Pardee v. Prudential Insurance Co. of America

171 Misc. 981 | City of New York Municipal Court | 1939

Goldstein, J.

The facts are undisputed. The deceased voluntarily submitted to the extraction of three teeth from the right lower jaw. Several days after the last tooth was extracted a doctor was called, and it was discovered that as a result of the tooth extractions the deceased received an infection of streptococci which poisoned his system and caused his death about three weeks later.

The defendant denied liability on the ground that there was no element of accident in the death of the insured or in the facts and circumstances leading thereto.

It is true that the extraction of the teeth and the treatment following were, of course, purposeful and not accidental, but the infection was not the necessary or usual result of this purposeful act. It was extraordinary, unusual and very rare. The proof shows that the deceased was a strong, healty man, and the defendant does not claim that death resulted directly or indirectly from bodily or mental infirmity.

The defendant argues that since the deceased voluntarily submitted to the extraction of the teeth, death was not accidental. *982If that construction is pursued logically, the phrase relied upon by the defendant may indeed be shorn of most of its force. Suppose, for example, a man enters upon a train intentionally, On the way it jerks and throws him down. He dies of a brain concussion. According to the defendant he would be barred from recovery because going on the train was not an accident. A jerk of the train is foreseeable and falling from the jerk is also not an uncommon occurrence. It was only the result of the jerk that was accidental and unexpected. Yet, should not that be called an “ accidental ” death? Many other instances can readily be posed which, to the layman, would be deemed “ accidental, violent, and external,” and yet, in a sense, were voluntarily caused. Indeed, some of the authorities, as they now stand, lend considerable support to the defendant’s theory. (See, for example, Appel v. Ætna Life Ins. Co., 86 App, Div. 83; affd., 180 N. Y. 514; Gould v. Travelers Ins. Co., 244 App. Div. 274; affd., 270 N. Y. 584; Barnstead v. Commercial Trav. Mut. Acc. Assn., 204 App, Div. 473. But, see Lewis v. Ocean Acc. & G. Corp., 224 N. Y. 18; McQueen v. Prudential Ins. Co. of America, 143 Misc. 682; and Schwartz v. Commercial Trav. Mut. Acc. Assn., 254 N. Y. 523.)

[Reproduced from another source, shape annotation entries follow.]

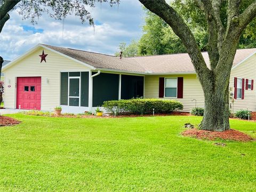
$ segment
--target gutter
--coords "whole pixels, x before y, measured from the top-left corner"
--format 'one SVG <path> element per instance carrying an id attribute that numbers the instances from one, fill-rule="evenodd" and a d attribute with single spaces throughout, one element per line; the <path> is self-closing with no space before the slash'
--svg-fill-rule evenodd
<path id="1" fill-rule="evenodd" d="M 97 68 L 96 69 L 106 71 L 110 72 L 116 72 L 116 73 L 123 73 L 127 74 L 138 74 L 138 75 L 182 75 L 182 74 L 196 74 L 195 71 L 185 71 L 185 72 L 167 72 L 167 73 L 150 73 L 150 72 L 137 72 L 137 71 L 131 71 L 124 70 L 118 70 L 118 69 L 111 69 L 108 68 Z M 96 75 L 96 74 L 94 74 Z"/>
<path id="2" fill-rule="evenodd" d="M 95 77 L 95 76 L 98 76 L 98 75 L 100 75 L 100 70 L 98 70 L 97 73 L 95 74 L 94 74 L 94 75 L 92 75 L 91 77 L 92 78 L 93 78 L 93 77 Z"/>

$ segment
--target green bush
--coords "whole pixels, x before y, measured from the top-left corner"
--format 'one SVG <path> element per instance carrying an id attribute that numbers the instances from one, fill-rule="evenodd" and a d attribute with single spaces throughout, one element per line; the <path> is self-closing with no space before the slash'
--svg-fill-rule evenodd
<path id="1" fill-rule="evenodd" d="M 180 102 L 158 99 L 132 99 L 105 101 L 102 105 L 107 111 L 122 114 L 129 113 L 133 114 L 170 113 L 174 110 L 182 110 Z"/>
<path id="2" fill-rule="evenodd" d="M 191 114 L 195 116 L 204 116 L 204 109 L 202 107 L 195 107 L 192 109 Z"/>
<path id="3" fill-rule="evenodd" d="M 240 110 L 237 111 L 235 114 L 236 117 L 242 119 L 248 119 L 248 116 L 250 116 L 250 118 L 252 117 L 252 113 L 251 111 L 247 110 Z"/>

It is thus obvious that the question is not entirely free from doubt. Drawing the line ” in this class of cases is a most delicate task, for no greater burden should be cast upon the insurance company than it has undertaken or it has led the insured to believe it has undertaken. Since rates of insurance are, in theory at least, based upon the frequency of accidents insured against, it is only just that the scope of liability be carefully circumscribed. To enlarge that base beyond the terms of the policy increases the assumed risk without compensation to the company. On the other hand, the policyholder’s rights must not be shorn by hyper-technical constructions of the policy. Thus, an insurance company may well claim that in many cases there is no death by accident, but merely heart failure, for no one is dead until his heart stops beating, and every death is, therefore, due to heart failure. The contributing effect of other factors is, however, in each case a question of fact. In this instance the jury determined that the deceased died primarily because of the infection.

I am, therefore, constrained to conclude that justice in this case required a determination by the jury of this perplexing question as one of fact. My conclusion is fortified by the decision of the Appellate Division of the First Department in Loewenthal v. Commercial Trav. Mut. Acc. Assn. (253 App. Div. 583). Since the opinion did not disclose all of the facts I have carefully read the printed record on appeal. In that case the deceased also had *983several teeth extracted; blood poisoning set in and the insured died as a result of said poisoning. There was no proof in that case as to the manner in which this septic poisoning set in or how it was caused. The proof simply showed that before the teeth were extracted neither the teeth nor the gums were infected, but after the teeth were extracted this infection set in. The case went to the jury but the jury was unable to agree on a verdict and the trial court dismissed the complaint. The Appellate Division reversed the judgment of the court below and said: “ The evidence presented an issue of fact as to whether the insured died as a result of an infection following the extraction of teeth, which the jury could have found were not previously infected, or whether he died as the result of the heart disease from which he suffered.” (See, also, International Travelers’ Assn. v. Francis, 119 Tex. 1; 23 S. W. [2d] 282; Hortons v. Travelers’ Ins. Co., 45 Cal. App. 462; 187 P. 1070.)

In the case at bar this court, in its charge to the jury, submitted to it for its deliberation the very question involved in the Loewenthal case (supra). The jury resolved the question in favor of the plaintiff and its verdict must not be disturbed. Motion to set aside the verdict in favor of the plaintiff is denied. Ten days’ stay and thirty days to make a case.